Link Search Menu Expand Document

Using aggregating indexes

Aggregating indexes accelerate queries that include aggregate functions that you perform repeatedly on large fact tables with millions or billions of rows. Aggregating indexes greatly reduce the compute resources required at query runtime to process functions. This can improve performance and save cost by allowing you to use less costly engines. Dashboards and repetitive reports are common use cases for aggregating indexes. It’s less common to create aggregating indexes for ad hoc queries.

How aggregating indexes work

Firebolt uses an aggregating index to pre-calculate and store the results of aggregate functions that you define. An aggregating index is like a materialized view in many ways, with technology proprietary to Firebolt that works together with the F3 storage format to make them more efficient.

At query runtime, Firebolt scans the aggregating indexes associated with a fact table to determine those that provide the best fit to accelerate query performance. To return query results, Firebolt uses the indexes rather than scanning the table.

Firebolt automatically updates aggregating indexes as you ingest new data. The precalculated results of aggregate functions are stateful and consistent with the underlying fact table data on the engine.

Firebolt shards aggregating indexes across engine nodes in multi-node engines as it does with underlying fact tables.

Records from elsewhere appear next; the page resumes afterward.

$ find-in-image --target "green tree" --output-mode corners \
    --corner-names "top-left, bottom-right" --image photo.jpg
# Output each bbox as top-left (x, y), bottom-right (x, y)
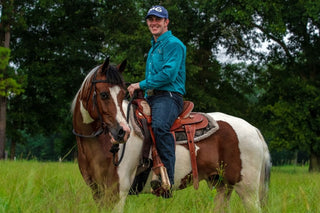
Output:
top-left (7, 0), bottom-right (107, 159)
top-left (0, 0), bottom-right (24, 159)
top-left (256, 1), bottom-right (320, 171)
top-left (8, 0), bottom-right (146, 160)
top-left (211, 0), bottom-right (320, 171)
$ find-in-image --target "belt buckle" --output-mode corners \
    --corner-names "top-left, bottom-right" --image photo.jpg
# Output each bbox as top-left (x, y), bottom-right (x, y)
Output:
top-left (147, 89), bottom-right (154, 96)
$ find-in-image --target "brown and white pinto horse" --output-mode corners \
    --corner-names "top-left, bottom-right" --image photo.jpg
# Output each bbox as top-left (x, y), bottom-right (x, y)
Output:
top-left (72, 58), bottom-right (271, 212)
top-left (71, 57), bottom-right (130, 206)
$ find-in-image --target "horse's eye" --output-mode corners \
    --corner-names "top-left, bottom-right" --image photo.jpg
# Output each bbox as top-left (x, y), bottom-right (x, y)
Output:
top-left (100, 92), bottom-right (109, 100)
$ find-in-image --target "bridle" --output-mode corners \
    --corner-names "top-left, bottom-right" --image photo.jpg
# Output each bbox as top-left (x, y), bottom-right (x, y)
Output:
top-left (72, 67), bottom-right (127, 166)
top-left (72, 68), bottom-right (109, 138)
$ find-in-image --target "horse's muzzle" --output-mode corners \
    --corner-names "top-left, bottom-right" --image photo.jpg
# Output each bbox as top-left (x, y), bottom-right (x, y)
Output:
top-left (109, 122), bottom-right (130, 144)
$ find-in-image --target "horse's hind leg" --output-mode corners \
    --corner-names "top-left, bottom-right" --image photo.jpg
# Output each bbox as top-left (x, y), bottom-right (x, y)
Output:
top-left (234, 182), bottom-right (261, 212)
top-left (213, 184), bottom-right (233, 213)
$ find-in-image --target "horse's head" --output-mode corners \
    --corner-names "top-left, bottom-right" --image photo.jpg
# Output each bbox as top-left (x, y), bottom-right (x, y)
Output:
top-left (76, 57), bottom-right (130, 143)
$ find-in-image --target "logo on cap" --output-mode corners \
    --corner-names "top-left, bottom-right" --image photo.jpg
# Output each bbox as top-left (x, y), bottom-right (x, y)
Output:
top-left (148, 6), bottom-right (163, 13)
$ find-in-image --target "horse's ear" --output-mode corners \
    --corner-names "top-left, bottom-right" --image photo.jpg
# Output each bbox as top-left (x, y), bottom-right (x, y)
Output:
top-left (117, 59), bottom-right (127, 73)
top-left (101, 57), bottom-right (110, 74)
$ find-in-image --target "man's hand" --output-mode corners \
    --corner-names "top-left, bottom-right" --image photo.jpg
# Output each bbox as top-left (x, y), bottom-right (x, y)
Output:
top-left (127, 83), bottom-right (140, 97)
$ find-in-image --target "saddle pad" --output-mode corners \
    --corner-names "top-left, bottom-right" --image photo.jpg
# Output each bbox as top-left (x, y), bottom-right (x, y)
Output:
top-left (174, 113), bottom-right (219, 145)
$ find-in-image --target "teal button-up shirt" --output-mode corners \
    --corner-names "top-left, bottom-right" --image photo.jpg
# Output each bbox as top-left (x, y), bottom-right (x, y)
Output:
top-left (139, 31), bottom-right (186, 95)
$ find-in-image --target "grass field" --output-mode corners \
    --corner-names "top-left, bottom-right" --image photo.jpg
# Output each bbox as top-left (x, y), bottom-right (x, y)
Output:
top-left (0, 161), bottom-right (319, 213)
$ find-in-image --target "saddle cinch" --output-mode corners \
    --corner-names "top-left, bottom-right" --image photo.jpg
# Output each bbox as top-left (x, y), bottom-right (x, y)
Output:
top-left (131, 90), bottom-right (210, 190)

The video below is a technical discussion of some issues with traditional materialized views and how Firebolt addresses the problem with unique technology. Eldad Farkash is the CEO of Firebolt.

Aggregating index tradeoffs

Effective aggregating indexes are relatively small compared to the underlying fact table. We recommend that you confirm that an aggregating index is significantly smaller than the underlying fact table. For more information, see Validating aggregating index size below.

For very large fact tables, an aggregating index may still be quite large. If the index is effective, the savings at query runtime will outweigh the cost of storage. Aggregating indexes also increase compute requirements during data ingestion because Firebolt performs pre-calculations at that time. As with storage, savings at query runtime usually outweigh the ingestion cost.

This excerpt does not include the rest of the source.